Milano odia: la polizia non può sparare (Milan Hates, The Police Can’t Shoot) is another reminder that Umberto Lenzi is the greatest, regardless of genre. He mastered gialli (Spasmo, So Sweet… So Perverse, OrgasmoSeven Bloodstained OrchidsEyeball) as well as war movies (Bridge to Hell, From Hell to Victory), poliziotteschi (Rome Armed to the Teeth, Violent NaplesThe Cynic, the Rat and the Fist), peplum (IronmasterSamson and the Slave Queen), Eurospy (SuperSeven Calling Cairo008: Operation Exterminate), cannibal films (Eaten Alive!Cannibal FeroxMan from Deep River) and enjoyable junk (Nightmare CityGhosthouseNightmare BeachHitcher In the DarkBlack Demons).

Throw in a script by Ernesto Gastaldi, and you have a war between Giulio Sacchi (Tomas Milian) and Inspector Walter Grandi (Henry Silva). Not everyone in their world will survive. Hell, the two of them might not even make it.

After screwing up a bank robbery and being threatened with castration, Saachi goes absolutely wild and pretty much kills everyone in his path. Tomas Milian must have heard that David Hess was coming to Italy and said, “Let me show you something.” He’s an equal opportunity maniac in this movie, as everyone is in the crosshairs. He might have a gorgeous woman like Iona (Anita Strindberg) in love with him, supporting him, and yet he comes home just to assault her at will. Then, he uses her to take her boss’ daughter, Mary Lou (Laura Belli), and ransom her life, as if life means anything to him.

His partners Carmine (Ray Lovelock) and Vittorio (Gino Santercole) aren’t ready for the drugged-up menace that Saachi is about to bring. Tying people to a chandelier and letting it spin as he plays roulette with his victims? That’s just the start. No one is safe, whether that’s old people, people begging for their lives, cops, children…even a man who Saachi forces to go down on his little Giulio while he keeps a gun at his head. They have second thoughts about being in a gang with him, but who will tell him he’s going off the deep end?

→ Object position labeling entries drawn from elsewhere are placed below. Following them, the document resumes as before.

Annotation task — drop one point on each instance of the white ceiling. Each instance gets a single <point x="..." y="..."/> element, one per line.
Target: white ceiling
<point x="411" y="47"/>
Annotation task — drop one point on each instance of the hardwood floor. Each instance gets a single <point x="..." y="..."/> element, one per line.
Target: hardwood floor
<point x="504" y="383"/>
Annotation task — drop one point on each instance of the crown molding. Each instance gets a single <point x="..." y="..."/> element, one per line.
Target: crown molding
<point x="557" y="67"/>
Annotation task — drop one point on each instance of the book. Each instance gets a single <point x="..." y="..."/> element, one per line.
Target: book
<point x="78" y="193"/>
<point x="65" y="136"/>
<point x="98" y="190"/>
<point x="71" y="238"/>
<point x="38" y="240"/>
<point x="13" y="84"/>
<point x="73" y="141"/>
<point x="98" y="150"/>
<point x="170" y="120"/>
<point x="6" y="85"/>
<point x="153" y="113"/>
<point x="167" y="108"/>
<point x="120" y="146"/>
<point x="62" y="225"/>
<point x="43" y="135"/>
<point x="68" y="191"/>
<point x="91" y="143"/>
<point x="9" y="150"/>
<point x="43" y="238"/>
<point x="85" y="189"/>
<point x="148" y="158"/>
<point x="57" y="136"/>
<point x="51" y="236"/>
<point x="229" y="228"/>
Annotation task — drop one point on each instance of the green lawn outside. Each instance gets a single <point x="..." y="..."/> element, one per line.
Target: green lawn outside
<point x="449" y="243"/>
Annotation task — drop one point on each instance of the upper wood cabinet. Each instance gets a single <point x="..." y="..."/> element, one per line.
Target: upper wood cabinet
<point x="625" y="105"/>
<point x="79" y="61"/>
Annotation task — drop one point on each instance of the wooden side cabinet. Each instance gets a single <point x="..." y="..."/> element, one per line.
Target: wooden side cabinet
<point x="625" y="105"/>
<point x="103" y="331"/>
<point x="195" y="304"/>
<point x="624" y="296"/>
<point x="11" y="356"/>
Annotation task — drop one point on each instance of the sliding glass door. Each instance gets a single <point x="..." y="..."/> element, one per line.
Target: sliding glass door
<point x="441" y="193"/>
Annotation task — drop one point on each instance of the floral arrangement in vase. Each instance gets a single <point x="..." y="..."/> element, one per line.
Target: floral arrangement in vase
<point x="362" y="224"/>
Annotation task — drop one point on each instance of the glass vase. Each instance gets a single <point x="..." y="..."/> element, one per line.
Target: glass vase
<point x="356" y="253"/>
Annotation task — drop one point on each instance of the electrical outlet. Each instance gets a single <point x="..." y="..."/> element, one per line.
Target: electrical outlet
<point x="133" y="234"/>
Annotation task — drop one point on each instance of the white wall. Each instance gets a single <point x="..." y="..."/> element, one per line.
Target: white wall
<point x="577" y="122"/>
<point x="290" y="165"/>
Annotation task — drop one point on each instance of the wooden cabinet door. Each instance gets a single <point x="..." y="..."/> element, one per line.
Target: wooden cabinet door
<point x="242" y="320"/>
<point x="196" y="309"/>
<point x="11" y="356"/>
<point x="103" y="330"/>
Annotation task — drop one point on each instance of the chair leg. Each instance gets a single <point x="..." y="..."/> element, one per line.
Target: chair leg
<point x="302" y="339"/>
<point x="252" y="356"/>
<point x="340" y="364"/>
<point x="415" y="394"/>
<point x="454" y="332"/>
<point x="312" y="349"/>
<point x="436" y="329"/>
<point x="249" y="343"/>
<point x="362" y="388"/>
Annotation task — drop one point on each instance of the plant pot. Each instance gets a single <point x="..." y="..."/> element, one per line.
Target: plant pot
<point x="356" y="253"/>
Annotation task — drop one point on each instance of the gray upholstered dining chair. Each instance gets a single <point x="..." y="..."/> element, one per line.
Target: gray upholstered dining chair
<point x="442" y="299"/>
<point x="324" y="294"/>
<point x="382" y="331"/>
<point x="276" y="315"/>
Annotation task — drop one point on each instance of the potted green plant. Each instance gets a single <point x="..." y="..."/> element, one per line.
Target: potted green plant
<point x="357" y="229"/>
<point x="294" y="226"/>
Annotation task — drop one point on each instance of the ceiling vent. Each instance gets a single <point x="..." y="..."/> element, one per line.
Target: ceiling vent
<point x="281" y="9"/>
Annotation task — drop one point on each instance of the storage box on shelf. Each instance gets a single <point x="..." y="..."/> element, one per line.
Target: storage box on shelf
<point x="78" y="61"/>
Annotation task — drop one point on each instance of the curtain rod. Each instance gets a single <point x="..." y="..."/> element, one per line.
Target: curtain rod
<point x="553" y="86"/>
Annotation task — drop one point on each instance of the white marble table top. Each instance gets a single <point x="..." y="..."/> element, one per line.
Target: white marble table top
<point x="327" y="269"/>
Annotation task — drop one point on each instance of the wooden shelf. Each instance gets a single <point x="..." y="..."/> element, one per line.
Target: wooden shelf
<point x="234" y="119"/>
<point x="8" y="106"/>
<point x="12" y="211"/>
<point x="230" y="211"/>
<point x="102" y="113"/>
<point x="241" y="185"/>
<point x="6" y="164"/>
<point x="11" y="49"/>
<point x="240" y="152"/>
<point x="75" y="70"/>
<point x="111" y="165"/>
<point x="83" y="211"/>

Morricone soundtrack, Silva as a cop, you’re just waiting to go insane, lawyers getting scummy crooks off with no charges, justice in the streets—this has it all. And so much more. And wow, it was so close to being a totally different movie, with Richard Conte playing the cop and Marc Porel playing the criminal, but Lenzi found the actor  “unreliable from both a human and professional point of view.”

As it was, Lenzi’s first meeting with Milian didn’t go well. Milian heard that Lenzi was an impulsive director who could go off on his actors, but by the film’s end, they realized they could work together in a love/hate way for seven films. As for how Millian got this performance, in true Method style, he drugged and drank it up before Lenzi said, “Action!”

That’s how you do it.

Over here,  Joseph Brenner released several times, first as The Kidnap of Mary Lou, then a year later as The Death Dealer and finally in 1980 as Almost Human. All hail Temple of Schlock.

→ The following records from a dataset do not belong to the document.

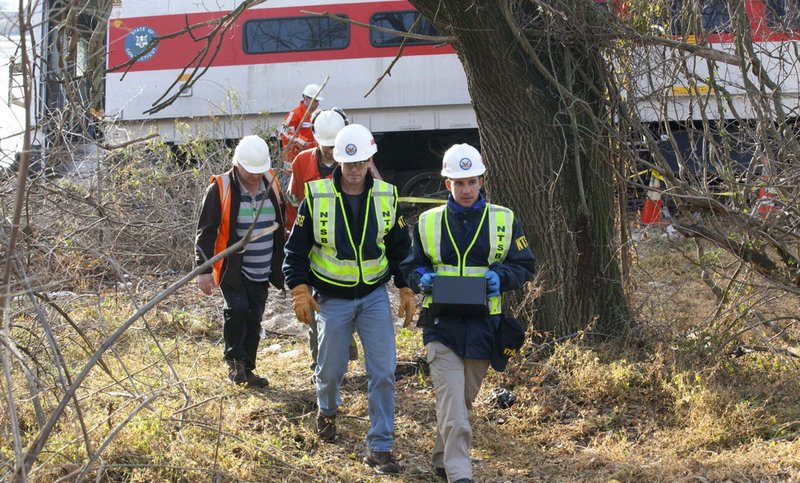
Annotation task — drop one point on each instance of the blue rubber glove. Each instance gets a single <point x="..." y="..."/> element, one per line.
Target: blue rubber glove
<point x="426" y="280"/>
<point x="492" y="283"/>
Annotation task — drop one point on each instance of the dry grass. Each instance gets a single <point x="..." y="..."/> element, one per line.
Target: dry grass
<point x="696" y="392"/>
<point x="584" y="412"/>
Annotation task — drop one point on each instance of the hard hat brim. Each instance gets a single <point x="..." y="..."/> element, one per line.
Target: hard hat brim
<point x="255" y="170"/>
<point x="466" y="174"/>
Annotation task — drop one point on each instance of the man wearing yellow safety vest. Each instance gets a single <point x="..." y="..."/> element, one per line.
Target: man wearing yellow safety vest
<point x="466" y="237"/>
<point x="246" y="196"/>
<point x="347" y="241"/>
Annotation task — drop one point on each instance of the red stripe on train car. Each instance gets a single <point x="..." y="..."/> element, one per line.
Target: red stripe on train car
<point x="179" y="51"/>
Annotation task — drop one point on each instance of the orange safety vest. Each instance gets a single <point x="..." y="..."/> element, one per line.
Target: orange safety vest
<point x="304" y="137"/>
<point x="305" y="169"/>
<point x="223" y="232"/>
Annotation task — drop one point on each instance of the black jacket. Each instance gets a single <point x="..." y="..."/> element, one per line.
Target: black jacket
<point x="469" y="337"/>
<point x="208" y="225"/>
<point x="296" y="266"/>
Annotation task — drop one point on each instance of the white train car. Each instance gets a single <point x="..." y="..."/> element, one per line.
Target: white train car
<point x="256" y="69"/>
<point x="677" y="93"/>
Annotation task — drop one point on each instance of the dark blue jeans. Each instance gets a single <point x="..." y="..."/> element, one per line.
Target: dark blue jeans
<point x="244" y="307"/>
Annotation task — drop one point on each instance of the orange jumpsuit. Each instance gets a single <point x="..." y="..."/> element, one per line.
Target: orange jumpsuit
<point x="303" y="137"/>
<point x="305" y="168"/>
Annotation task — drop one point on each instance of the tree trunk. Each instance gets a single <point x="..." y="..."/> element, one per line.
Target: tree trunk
<point x="544" y="150"/>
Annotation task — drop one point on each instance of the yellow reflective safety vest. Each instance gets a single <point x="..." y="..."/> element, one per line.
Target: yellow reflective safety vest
<point x="435" y="234"/>
<point x="335" y="258"/>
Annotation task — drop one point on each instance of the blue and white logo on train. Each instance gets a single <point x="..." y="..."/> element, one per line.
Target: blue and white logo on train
<point x="137" y="40"/>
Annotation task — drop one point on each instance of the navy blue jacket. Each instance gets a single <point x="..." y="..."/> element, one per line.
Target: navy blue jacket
<point x="469" y="337"/>
<point x="296" y="265"/>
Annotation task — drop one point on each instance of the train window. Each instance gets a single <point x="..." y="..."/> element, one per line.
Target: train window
<point x="714" y="16"/>
<point x="263" y="36"/>
<point x="783" y="15"/>
<point x="402" y="22"/>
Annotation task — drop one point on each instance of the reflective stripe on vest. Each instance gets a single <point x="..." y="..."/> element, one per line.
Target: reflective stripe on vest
<point x="325" y="205"/>
<point x="223" y="232"/>
<point x="430" y="233"/>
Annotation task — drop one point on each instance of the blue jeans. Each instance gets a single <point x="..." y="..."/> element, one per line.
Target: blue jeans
<point x="372" y="317"/>
<point x="244" y="307"/>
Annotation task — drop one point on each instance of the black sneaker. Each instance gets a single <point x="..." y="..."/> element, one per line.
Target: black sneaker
<point x="326" y="427"/>
<point x="236" y="372"/>
<point x="254" y="381"/>
<point x="382" y="462"/>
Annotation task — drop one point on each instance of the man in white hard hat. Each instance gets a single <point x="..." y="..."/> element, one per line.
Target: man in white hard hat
<point x="347" y="242"/>
<point x="311" y="165"/>
<point x="246" y="195"/>
<point x="467" y="237"/>
<point x="296" y="132"/>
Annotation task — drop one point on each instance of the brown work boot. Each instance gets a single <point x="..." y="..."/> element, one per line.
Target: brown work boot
<point x="254" y="381"/>
<point x="326" y="427"/>
<point x="382" y="462"/>
<point x="236" y="372"/>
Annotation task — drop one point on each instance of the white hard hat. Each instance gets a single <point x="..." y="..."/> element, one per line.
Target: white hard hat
<point x="462" y="161"/>
<point x="326" y="125"/>
<point x="252" y="154"/>
<point x="354" y="143"/>
<point x="312" y="90"/>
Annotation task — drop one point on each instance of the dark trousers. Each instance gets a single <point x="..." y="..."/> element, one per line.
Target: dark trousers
<point x="244" y="307"/>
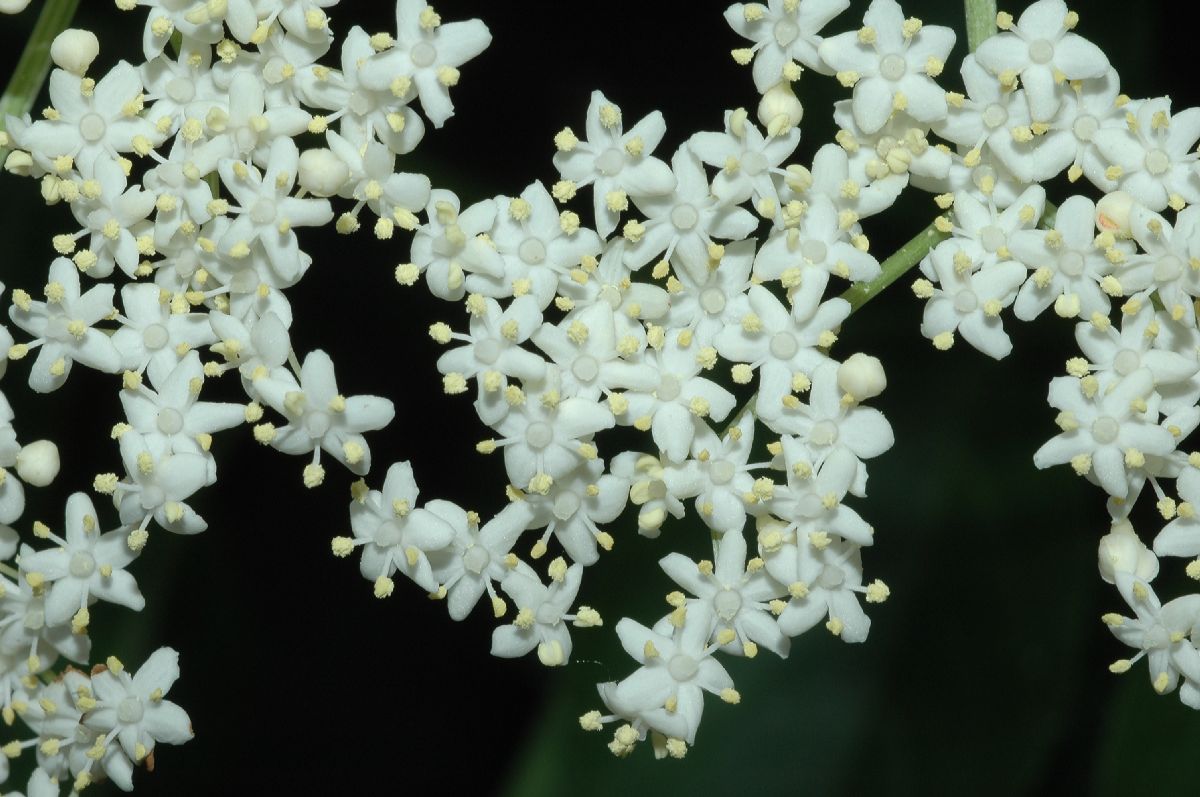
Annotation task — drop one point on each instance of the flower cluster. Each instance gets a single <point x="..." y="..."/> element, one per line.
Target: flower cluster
<point x="186" y="183"/>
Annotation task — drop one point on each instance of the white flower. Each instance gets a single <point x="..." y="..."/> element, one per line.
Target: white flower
<point x="781" y="31"/>
<point x="828" y="425"/>
<point x="1162" y="634"/>
<point x="574" y="508"/>
<point x="823" y="577"/>
<point x="970" y="301"/>
<point x="747" y="159"/>
<point x="426" y="52"/>
<point x="132" y="709"/>
<point x="543" y="613"/>
<point x="394" y="533"/>
<point x="648" y="490"/>
<point x="159" y="486"/>
<point x="1107" y="432"/>
<point x="454" y="243"/>
<point x="1067" y="267"/>
<point x="539" y="247"/>
<point x="1042" y="52"/>
<point x="1117" y="353"/>
<point x="321" y="419"/>
<point x="1181" y="537"/>
<point x="63" y="327"/>
<point x="891" y="63"/>
<point x="174" y="415"/>
<point x="151" y="336"/>
<point x="678" y="399"/>
<point x="1153" y="156"/>
<point x="93" y="125"/>
<point x="667" y="691"/>
<point x="365" y="114"/>
<point x="268" y="214"/>
<point x="681" y="226"/>
<point x="616" y="163"/>
<point x="718" y="475"/>
<point x="738" y="595"/>
<point x="1165" y="265"/>
<point x="85" y="567"/>
<point x="1000" y="120"/>
<point x="478" y="557"/>
<point x="783" y="342"/>
<point x="819" y="244"/>
<point x="493" y="343"/>
<point x="585" y="346"/>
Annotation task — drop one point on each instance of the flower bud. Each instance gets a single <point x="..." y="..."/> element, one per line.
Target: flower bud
<point x="1122" y="551"/>
<point x="322" y="173"/>
<point x="779" y="111"/>
<point x="75" y="49"/>
<point x="1113" y="213"/>
<point x="37" y="463"/>
<point x="862" y="376"/>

You can watch this on Tubi.

F THIS MOVIE! Junesploitation 2025

This is the fifth year I’ve participated in the F This Movie! month-long event.

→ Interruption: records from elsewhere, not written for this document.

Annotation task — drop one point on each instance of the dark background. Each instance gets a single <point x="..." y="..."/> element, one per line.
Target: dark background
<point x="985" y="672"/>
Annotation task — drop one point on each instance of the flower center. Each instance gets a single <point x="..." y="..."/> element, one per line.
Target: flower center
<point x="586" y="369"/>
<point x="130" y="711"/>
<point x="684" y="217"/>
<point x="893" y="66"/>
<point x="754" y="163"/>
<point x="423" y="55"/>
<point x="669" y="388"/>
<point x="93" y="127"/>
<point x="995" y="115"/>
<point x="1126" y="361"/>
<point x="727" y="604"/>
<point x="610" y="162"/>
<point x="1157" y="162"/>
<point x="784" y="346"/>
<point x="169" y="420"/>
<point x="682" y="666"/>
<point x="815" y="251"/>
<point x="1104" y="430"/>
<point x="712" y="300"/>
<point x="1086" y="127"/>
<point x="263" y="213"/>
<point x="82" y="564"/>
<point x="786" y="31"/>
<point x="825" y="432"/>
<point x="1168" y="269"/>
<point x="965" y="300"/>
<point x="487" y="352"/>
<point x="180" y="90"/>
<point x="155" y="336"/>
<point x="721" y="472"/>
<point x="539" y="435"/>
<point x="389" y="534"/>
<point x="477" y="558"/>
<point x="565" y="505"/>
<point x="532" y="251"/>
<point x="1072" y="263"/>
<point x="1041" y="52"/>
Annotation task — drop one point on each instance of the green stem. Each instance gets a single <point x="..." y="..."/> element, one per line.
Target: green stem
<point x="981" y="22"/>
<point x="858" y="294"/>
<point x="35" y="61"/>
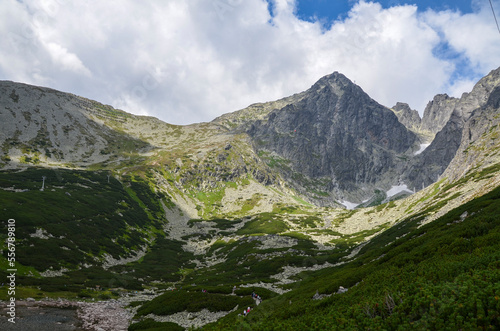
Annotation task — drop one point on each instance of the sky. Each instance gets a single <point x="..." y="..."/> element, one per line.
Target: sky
<point x="191" y="61"/>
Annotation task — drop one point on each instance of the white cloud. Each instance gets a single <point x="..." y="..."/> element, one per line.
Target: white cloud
<point x="190" y="61"/>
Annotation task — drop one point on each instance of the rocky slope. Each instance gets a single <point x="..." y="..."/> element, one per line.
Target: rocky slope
<point x="428" y="166"/>
<point x="335" y="140"/>
<point x="208" y="213"/>
<point x="407" y="116"/>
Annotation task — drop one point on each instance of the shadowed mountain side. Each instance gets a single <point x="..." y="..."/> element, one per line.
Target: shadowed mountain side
<point x="335" y="134"/>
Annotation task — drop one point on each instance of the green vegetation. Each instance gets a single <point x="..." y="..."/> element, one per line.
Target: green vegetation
<point x="445" y="274"/>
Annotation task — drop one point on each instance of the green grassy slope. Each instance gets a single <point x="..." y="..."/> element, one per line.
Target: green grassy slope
<point x="443" y="275"/>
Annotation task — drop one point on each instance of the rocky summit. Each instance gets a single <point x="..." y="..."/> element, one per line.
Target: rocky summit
<point x="321" y="210"/>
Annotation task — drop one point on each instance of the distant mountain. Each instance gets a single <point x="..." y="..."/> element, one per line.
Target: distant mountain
<point x="335" y="136"/>
<point x="108" y="204"/>
<point x="427" y="167"/>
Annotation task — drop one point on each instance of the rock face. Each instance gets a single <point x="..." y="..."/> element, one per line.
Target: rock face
<point x="480" y="133"/>
<point x="426" y="168"/>
<point x="40" y="124"/>
<point x="438" y="113"/>
<point x="407" y="116"/>
<point x="337" y="133"/>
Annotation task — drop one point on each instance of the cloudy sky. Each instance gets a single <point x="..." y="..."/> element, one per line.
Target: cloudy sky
<point x="191" y="61"/>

Here are the rules, from their intro post:

“This year marks our 15th year (!!!) as a site and our 12th year of Junesploitation, our annual celebration of exploitation and genre films. What started as a selfish excuse for me to spend a few weeks watching ’70s and ’80s grindhouse fare has exploded into a yearly tradition with many, many participants both on our site and on social media. Thank you for that!!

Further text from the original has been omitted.